Day 104: Because You Need to Know the Intimate Details of my Day


All of my good ideas are lying in pools of vomit alongside the highway between West Virginia and Virginia. They were there earlier, at the forefront of my mind, great new blogs I couldn’t wait to start writing. Then we began driving on the curvy roads of the Virginias, which proved disastrous once mixed with my hangover and tendency towards carsickness. Tonight I am idea-less and also possibly a pound or so lighter for my efforts. I can’t even remember how many times we had to stop the car so I could purge my soul along the interstate, whatever the number, it was enough to clear my head.

How is it that an idea you can develop so fully as a mental note can suddenly vanish like the remnants of last night’s dream? At some point I will learn to keep my journal with me or to figure out how to use the voice recorder function on my iPhone , thus ensuring that no good idea is ever lost. For now, however, I continue to trust in my clearly and repeatedly disproven memory retention abilities.

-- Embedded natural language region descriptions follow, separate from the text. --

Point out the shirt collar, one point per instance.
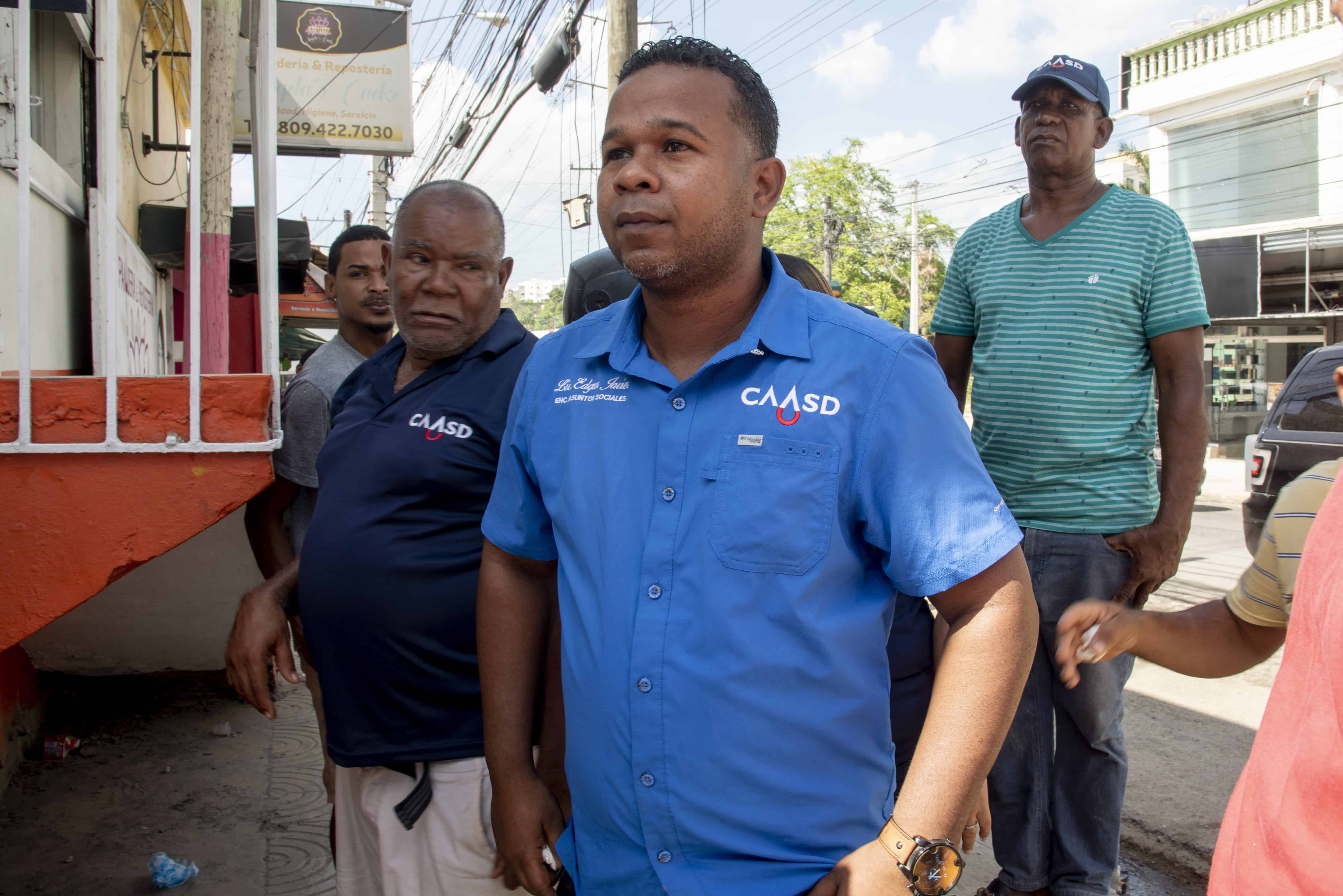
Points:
(780, 324)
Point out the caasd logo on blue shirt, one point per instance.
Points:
(436, 430)
(828, 406)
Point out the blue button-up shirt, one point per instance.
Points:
(730, 551)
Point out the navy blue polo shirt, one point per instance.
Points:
(733, 551)
(393, 556)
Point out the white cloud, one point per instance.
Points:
(1006, 38)
(899, 152)
(861, 69)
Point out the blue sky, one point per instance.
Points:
(910, 78)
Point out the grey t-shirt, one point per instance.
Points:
(305, 415)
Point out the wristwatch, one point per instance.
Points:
(934, 867)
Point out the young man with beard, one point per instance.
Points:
(728, 479)
(356, 282)
(387, 576)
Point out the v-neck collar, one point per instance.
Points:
(1067, 229)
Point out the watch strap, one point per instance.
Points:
(896, 842)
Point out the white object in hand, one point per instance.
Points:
(1084, 652)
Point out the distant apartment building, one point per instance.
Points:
(535, 290)
(1246, 143)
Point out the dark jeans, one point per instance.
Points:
(1057, 787)
(910, 654)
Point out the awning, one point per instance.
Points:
(163, 237)
(52, 6)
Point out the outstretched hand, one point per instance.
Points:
(526, 820)
(258, 638)
(1117, 632)
(1155, 552)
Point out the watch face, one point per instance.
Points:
(937, 868)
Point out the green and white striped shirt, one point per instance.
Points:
(1065, 418)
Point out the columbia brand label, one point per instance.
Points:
(789, 411)
(440, 427)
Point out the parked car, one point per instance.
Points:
(1303, 428)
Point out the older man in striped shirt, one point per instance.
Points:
(1064, 305)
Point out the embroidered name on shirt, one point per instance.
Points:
(588, 389)
(436, 430)
(828, 406)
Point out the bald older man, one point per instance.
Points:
(387, 575)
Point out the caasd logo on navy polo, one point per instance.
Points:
(436, 430)
(812, 403)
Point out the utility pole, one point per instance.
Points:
(914, 258)
(219, 46)
(381, 168)
(828, 243)
(622, 29)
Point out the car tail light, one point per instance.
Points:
(1257, 466)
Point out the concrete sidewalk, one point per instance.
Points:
(150, 777)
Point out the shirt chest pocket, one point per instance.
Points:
(774, 504)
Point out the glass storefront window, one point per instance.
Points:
(1257, 165)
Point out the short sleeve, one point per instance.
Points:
(516, 520)
(1176, 298)
(1263, 596)
(955, 312)
(305, 418)
(925, 498)
(1257, 597)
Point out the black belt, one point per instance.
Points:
(410, 809)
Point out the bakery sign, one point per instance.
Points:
(343, 80)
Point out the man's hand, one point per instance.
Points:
(868, 871)
(981, 823)
(1155, 552)
(1117, 635)
(260, 634)
(526, 819)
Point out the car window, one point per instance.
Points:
(1314, 403)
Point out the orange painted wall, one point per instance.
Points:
(73, 524)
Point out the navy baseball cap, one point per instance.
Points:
(1078, 76)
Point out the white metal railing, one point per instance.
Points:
(1242, 33)
(105, 221)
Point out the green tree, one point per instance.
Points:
(872, 253)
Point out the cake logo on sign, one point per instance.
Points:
(319, 29)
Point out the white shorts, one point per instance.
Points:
(450, 852)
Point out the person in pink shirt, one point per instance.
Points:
(1280, 832)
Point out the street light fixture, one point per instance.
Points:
(495, 19)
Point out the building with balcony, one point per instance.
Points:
(1246, 142)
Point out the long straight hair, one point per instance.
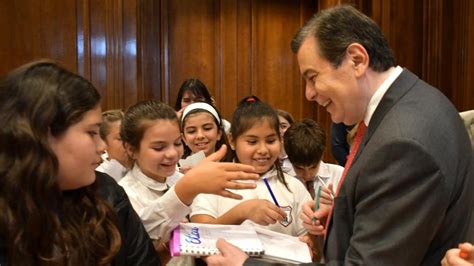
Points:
(41, 224)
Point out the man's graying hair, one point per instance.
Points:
(336, 28)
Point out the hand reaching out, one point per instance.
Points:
(461, 256)
(213, 177)
(229, 255)
(261, 211)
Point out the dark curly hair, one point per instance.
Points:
(41, 224)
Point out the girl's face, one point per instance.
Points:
(78, 151)
(189, 98)
(160, 149)
(259, 146)
(201, 133)
(115, 147)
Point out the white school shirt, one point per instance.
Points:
(156, 203)
(330, 174)
(287, 167)
(216, 206)
(113, 168)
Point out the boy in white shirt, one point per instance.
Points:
(305, 142)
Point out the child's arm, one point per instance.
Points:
(259, 211)
(212, 177)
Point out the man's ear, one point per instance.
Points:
(359, 58)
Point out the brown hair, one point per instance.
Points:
(338, 27)
(41, 224)
(249, 111)
(305, 142)
(138, 116)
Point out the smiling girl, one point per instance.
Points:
(256, 139)
(152, 138)
(201, 128)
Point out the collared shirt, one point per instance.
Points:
(330, 174)
(379, 93)
(156, 203)
(292, 199)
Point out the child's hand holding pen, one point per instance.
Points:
(316, 226)
(327, 197)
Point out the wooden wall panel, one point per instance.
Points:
(149, 47)
(276, 78)
(192, 45)
(32, 30)
(134, 50)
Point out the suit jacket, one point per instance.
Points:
(406, 199)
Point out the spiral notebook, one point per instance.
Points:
(200, 239)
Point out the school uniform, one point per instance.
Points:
(292, 202)
(113, 168)
(158, 206)
(330, 174)
(156, 203)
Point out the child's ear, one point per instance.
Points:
(183, 139)
(130, 150)
(231, 141)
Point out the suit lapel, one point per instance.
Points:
(399, 87)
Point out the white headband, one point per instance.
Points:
(203, 106)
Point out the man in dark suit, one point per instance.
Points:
(405, 197)
(406, 194)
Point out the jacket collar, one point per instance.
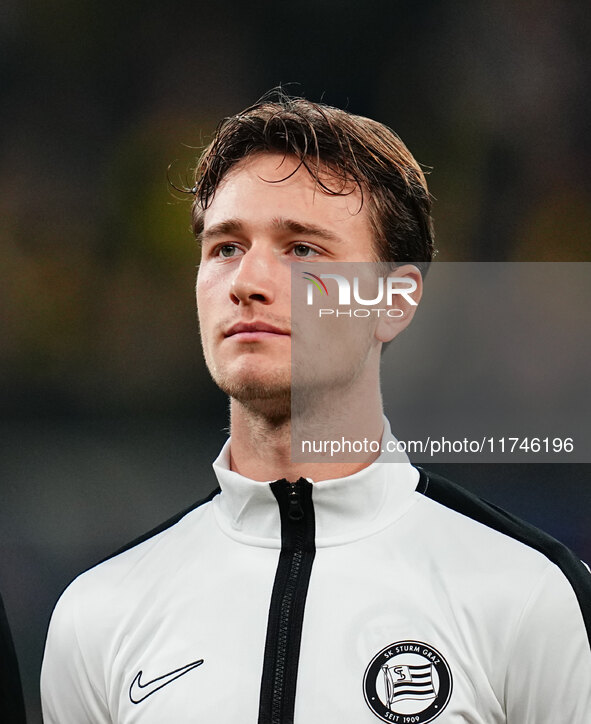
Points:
(345, 509)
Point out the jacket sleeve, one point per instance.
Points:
(549, 670)
(70, 687)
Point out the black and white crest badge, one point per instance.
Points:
(408, 682)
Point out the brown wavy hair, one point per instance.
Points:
(357, 151)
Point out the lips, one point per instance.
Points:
(255, 328)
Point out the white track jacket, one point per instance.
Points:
(391, 595)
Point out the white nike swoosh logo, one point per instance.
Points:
(138, 691)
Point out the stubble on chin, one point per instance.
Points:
(270, 398)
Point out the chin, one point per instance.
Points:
(250, 385)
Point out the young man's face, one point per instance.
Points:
(256, 227)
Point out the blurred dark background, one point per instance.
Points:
(109, 421)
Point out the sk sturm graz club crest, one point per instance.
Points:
(408, 682)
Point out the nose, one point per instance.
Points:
(255, 279)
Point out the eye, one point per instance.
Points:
(227, 251)
(303, 251)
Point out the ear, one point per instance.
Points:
(404, 289)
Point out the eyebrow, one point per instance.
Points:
(236, 226)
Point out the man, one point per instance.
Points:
(318, 592)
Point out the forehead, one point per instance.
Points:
(272, 183)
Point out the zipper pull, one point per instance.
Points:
(295, 512)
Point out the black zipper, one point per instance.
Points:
(288, 600)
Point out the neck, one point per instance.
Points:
(261, 446)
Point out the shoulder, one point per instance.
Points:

I wonder if the good ideas I spat out today along I-77, I-81, and I-66 will linger among the roadside weeds before slowly filtering in through the air conditioning of a passing motorist. What if my good ideas become someone else’s story simply because I could not hold my liquor on an extremely curvy (I dare say unnecessarily curvy) stretch of road? And what of you the reader, now deprived of the numerous blogs of wisdom and genius which no doubt would have laboriously dwelt on my insecurities, self-destructiveness, poor choices? You deserved to read about my latest catastrophic effort to find my way in the world. It is for you I grieve, dear reader, well you and my new blouse that is soiled with the remnants of my good ideas, now lost.

1 comment:

  1. This was better, more evocative. When I was growing up, we went every year -- often three or four times a year -- to WV, to visit cousins, grandparents. The roads were worse then; there weren't interstates that went anywhere. The two-lane roads twisted and turned relentlessly. To drive the fifty (?) miles from Charleston to Logan took an hour and a half. Endless drives past trains full of coal and shacks and hills and a smell I cannot get out of my head to this day. And it took us three hours, because I could not manage twenty miles without throwing up. Even as an adult, when I head home, and I get nostalgiac for the back roads, I often have to stop and get my bearings . . . or else. I couldn't care less what great ideas you lost along the side of the road. This was better. Made me want to vomit. That's good writing always, isn't it?